My mom has always been extremely involved in almost every aspect of my life, so the fact that the books says that through my actions I will be teaching my mother to let go, that is a difficult concept for me to grasp personally. I know that I was a major pain growing up and that I tested my parents sanities, mainly my moms, but in the past twenty years of my life I haven’t been able to push her away, so how will the next ten years make a difference? Most self help books I glanced at were all the same when it came to straight forward, this is what you need to do.

They were really dull, and after finding this I really enjoyed how the book was set up into just a lengthy ‘story time. ’ By choosing not to just talk at the reader and choosing the stories it made the book more acceptable to more people in my opinion. It is showing that other people are going through those exact moments that you and your parents are going through. It is not sugar coating it either; these are really events and experiences that have impacted peoples’ lives. We are learning through their stories. There are numerous stories for us to pick our ways through to see which one relates to us and our own situation the most.

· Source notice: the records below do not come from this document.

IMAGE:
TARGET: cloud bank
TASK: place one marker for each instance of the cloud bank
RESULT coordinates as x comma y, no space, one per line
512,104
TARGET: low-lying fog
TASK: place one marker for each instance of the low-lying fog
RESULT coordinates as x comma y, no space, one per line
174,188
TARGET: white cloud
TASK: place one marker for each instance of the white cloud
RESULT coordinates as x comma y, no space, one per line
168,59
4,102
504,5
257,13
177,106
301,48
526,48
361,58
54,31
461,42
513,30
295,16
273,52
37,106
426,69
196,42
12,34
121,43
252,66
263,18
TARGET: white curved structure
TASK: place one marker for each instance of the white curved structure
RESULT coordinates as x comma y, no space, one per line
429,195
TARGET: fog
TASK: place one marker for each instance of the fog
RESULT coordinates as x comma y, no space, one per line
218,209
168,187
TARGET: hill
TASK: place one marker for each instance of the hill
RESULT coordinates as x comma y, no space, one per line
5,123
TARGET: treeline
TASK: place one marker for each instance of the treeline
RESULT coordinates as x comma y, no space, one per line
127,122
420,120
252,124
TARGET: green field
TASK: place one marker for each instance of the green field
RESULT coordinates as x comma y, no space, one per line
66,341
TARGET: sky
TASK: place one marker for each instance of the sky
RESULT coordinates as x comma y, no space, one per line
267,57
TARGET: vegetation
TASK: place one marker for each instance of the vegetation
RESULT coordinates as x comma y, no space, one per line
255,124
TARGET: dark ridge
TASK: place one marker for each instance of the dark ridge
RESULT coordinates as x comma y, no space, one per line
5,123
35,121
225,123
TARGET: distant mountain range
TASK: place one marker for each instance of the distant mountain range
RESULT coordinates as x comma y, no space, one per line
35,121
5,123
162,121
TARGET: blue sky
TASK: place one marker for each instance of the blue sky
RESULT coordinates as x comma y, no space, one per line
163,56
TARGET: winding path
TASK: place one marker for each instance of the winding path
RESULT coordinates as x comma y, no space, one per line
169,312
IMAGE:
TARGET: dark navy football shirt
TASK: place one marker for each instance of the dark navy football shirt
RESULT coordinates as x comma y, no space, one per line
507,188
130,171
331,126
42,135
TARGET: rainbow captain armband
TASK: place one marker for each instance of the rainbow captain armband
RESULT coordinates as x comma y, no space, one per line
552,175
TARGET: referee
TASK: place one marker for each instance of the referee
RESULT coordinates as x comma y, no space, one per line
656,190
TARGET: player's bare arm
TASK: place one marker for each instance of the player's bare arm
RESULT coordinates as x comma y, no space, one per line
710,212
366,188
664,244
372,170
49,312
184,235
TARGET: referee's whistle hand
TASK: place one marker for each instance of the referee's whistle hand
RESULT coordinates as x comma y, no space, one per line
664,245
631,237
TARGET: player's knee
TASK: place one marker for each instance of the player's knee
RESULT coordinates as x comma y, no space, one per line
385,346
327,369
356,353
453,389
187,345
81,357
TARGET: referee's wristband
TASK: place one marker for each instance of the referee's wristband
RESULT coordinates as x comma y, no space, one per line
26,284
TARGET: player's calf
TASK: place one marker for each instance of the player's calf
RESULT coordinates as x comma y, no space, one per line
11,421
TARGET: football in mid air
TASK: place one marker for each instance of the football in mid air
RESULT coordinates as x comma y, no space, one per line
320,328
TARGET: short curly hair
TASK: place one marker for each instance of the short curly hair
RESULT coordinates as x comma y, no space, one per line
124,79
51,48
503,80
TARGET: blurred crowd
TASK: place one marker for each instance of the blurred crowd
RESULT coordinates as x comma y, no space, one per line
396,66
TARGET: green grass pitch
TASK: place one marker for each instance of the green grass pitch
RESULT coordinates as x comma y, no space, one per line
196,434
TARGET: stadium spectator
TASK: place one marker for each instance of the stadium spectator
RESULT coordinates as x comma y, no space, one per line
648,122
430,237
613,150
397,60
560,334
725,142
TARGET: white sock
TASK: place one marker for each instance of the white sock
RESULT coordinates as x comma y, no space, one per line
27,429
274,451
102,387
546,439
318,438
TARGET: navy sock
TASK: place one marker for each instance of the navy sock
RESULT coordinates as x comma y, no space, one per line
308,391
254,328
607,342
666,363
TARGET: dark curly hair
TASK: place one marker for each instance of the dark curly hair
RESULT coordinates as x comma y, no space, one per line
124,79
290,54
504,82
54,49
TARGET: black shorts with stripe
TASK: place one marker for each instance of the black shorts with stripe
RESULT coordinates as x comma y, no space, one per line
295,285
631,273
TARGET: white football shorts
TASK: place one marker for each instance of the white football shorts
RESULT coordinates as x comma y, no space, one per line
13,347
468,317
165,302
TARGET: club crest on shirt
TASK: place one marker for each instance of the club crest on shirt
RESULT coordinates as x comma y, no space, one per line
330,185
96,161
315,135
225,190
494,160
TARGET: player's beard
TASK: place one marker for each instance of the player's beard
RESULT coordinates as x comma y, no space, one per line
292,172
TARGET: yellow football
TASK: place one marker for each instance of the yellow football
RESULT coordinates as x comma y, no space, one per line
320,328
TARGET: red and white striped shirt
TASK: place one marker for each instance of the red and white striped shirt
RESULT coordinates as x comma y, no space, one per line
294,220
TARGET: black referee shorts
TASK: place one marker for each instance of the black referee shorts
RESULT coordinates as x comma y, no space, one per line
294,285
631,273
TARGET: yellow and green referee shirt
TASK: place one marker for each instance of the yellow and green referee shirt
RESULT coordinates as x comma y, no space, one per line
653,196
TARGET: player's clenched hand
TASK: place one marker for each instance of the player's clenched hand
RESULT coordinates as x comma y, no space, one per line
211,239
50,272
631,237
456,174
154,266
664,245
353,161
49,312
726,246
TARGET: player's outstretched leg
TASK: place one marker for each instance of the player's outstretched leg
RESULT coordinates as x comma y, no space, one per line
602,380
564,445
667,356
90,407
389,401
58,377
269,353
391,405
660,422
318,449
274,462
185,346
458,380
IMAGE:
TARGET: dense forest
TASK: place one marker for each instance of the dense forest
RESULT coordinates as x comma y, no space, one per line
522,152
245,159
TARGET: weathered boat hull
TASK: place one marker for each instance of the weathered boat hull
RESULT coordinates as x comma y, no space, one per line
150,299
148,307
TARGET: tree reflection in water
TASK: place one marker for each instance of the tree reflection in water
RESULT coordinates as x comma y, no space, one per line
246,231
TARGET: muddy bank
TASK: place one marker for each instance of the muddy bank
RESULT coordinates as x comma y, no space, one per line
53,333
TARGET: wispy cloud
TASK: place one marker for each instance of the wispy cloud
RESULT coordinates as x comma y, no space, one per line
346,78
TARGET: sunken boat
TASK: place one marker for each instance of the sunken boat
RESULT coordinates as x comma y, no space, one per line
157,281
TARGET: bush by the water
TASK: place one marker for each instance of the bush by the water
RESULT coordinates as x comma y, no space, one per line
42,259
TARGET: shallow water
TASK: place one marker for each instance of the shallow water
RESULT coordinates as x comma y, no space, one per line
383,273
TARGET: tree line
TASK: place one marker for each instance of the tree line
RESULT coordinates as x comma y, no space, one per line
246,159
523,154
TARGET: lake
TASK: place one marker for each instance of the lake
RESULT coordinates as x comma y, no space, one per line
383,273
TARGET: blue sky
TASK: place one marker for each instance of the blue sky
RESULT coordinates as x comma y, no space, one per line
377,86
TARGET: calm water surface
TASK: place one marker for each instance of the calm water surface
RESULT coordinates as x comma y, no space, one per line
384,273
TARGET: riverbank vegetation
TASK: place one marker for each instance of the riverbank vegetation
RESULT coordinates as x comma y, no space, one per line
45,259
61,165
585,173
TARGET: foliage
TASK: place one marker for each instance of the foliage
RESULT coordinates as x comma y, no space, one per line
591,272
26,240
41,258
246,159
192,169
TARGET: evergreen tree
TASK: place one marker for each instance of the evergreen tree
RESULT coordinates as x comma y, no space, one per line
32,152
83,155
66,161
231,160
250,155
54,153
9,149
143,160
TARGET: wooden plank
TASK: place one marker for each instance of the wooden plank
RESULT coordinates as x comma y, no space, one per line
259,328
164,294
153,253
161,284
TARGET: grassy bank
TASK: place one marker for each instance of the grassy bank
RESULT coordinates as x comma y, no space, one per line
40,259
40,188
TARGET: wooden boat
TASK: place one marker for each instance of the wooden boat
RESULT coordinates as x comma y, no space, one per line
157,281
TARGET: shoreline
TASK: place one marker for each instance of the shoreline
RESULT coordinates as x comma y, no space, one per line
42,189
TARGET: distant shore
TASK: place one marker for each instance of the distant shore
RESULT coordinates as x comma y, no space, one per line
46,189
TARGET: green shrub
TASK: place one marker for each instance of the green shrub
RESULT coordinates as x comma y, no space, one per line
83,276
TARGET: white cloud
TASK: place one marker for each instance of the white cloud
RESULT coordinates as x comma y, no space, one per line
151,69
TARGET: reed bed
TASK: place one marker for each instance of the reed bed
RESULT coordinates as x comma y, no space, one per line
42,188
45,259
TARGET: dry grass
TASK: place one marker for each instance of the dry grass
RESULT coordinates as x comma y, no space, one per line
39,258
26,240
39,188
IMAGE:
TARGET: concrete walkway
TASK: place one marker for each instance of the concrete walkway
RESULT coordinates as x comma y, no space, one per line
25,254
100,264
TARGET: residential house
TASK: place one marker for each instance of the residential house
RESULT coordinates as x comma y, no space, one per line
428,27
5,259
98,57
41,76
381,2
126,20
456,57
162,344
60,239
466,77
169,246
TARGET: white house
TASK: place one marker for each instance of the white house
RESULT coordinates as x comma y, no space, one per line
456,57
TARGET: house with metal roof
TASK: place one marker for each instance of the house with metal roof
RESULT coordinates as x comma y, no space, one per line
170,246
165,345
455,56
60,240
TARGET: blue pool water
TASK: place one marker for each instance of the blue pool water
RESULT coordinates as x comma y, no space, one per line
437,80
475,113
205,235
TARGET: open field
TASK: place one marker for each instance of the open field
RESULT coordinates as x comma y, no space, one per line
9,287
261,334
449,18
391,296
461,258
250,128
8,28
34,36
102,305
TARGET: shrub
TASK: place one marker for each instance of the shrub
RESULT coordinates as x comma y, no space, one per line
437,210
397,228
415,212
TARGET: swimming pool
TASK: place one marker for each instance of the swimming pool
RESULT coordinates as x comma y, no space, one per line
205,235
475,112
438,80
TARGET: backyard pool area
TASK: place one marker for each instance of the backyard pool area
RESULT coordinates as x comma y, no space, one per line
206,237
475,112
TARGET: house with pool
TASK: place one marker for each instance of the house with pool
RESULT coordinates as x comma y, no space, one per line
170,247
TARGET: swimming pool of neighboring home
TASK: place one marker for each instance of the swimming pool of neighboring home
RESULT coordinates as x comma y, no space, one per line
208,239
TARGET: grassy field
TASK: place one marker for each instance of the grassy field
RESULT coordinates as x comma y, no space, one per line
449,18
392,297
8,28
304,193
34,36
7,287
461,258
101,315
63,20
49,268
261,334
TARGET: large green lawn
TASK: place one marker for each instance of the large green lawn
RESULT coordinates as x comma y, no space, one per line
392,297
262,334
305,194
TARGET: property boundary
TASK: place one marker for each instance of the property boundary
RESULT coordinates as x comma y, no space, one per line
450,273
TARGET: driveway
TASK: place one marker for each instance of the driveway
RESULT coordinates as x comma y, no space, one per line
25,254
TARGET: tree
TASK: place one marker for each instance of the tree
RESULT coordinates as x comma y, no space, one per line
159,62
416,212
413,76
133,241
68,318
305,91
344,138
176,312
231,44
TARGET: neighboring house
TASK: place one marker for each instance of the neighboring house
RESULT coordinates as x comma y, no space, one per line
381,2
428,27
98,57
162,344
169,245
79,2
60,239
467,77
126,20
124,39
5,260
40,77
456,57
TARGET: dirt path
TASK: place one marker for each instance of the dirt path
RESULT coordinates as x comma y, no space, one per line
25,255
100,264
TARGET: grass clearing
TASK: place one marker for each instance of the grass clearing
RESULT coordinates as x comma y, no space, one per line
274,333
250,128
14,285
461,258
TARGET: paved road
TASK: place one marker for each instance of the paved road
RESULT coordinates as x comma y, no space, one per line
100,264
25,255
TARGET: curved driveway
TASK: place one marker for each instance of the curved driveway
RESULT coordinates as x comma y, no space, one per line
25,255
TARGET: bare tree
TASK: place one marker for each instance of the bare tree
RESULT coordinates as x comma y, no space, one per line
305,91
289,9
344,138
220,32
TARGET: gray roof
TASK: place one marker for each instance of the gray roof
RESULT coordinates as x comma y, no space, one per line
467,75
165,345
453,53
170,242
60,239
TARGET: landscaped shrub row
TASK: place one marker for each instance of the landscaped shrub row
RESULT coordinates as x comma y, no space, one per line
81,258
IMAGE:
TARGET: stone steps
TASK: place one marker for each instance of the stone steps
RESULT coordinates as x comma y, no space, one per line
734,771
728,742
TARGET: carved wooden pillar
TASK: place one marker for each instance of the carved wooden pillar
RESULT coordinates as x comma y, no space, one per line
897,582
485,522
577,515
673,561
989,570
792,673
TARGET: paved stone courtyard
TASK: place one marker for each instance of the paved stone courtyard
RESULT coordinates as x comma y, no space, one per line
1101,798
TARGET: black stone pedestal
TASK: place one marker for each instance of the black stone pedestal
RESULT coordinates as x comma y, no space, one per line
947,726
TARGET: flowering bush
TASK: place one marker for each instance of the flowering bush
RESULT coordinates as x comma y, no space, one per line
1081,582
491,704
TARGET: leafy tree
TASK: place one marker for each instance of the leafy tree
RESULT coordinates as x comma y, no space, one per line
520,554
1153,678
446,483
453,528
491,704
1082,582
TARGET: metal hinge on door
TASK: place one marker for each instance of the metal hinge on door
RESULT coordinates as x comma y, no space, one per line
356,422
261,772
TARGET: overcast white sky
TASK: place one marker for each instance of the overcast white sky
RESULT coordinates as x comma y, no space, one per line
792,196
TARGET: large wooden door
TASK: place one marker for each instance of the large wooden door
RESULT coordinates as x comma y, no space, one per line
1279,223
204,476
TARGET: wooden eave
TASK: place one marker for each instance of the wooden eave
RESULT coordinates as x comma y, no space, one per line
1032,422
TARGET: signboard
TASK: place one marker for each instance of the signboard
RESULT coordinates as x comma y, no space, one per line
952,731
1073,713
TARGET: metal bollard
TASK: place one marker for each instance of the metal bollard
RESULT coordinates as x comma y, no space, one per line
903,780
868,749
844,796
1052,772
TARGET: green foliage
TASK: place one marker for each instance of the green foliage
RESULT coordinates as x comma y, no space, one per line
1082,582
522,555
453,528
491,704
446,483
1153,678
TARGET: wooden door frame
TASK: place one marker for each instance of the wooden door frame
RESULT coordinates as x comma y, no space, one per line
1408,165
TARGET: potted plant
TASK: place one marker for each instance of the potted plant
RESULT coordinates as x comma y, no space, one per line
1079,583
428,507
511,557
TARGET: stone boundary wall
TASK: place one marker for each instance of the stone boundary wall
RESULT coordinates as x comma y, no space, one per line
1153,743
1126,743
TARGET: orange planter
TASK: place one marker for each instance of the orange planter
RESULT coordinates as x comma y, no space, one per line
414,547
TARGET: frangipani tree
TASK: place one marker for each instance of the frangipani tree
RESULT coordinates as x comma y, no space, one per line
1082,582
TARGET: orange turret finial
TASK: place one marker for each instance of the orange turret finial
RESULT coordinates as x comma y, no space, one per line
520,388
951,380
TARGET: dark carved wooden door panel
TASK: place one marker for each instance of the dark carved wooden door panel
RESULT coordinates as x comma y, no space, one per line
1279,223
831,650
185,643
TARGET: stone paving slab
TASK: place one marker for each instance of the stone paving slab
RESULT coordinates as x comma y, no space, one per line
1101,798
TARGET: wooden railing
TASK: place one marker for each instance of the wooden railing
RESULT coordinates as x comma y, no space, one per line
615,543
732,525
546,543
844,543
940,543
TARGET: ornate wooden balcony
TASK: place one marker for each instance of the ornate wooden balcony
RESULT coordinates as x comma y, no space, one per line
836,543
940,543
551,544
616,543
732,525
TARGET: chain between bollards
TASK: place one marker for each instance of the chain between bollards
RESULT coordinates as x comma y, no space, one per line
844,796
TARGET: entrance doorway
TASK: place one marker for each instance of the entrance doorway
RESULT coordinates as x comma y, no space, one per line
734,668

The first story is actually very similar to something that has happened n my own life. It took me back to when my mother and my sister-in-law were feuding. Teresa the woman who told this story actually is the same as my mother and her words were twisted into something ugly. Unfortunately a similar situation hit my life back freshman year of college; it was definitely something I could have gone my whole life without having to hear and be a part of. The first story really took me off guard to how close it would hit home for me personally.

There is this one particular quote that really just irks me, “They don’t want it. They don’t hear it. They resent it. Don’t give it. ” To me that is extremely harsh. That is not true with most of the people I know. At the end of the day I look toward my mother for advice or in general just to have someone put their input in on how I dealt with things. From time to time people do not want advice but that’s not really how it works when all the time with our parents. The main thing that I learned though through reading this book is that just like any other relationship communication is the key.

Since I actually bought this book, I intend to give it to my mother because I know when it comes to my other siblings she sometimes feels like others just have it figured out and she is left to figure out what to do next all by herself. I think it would be an excellent thing for her to know that other people are going and have gone through what she is going through. Hopefully she will be able to gather some insight to see that by letting go of us, her four children, she is not losing us, but more as if she is gaining a new chapter in our relationships that is completely open to any possibility.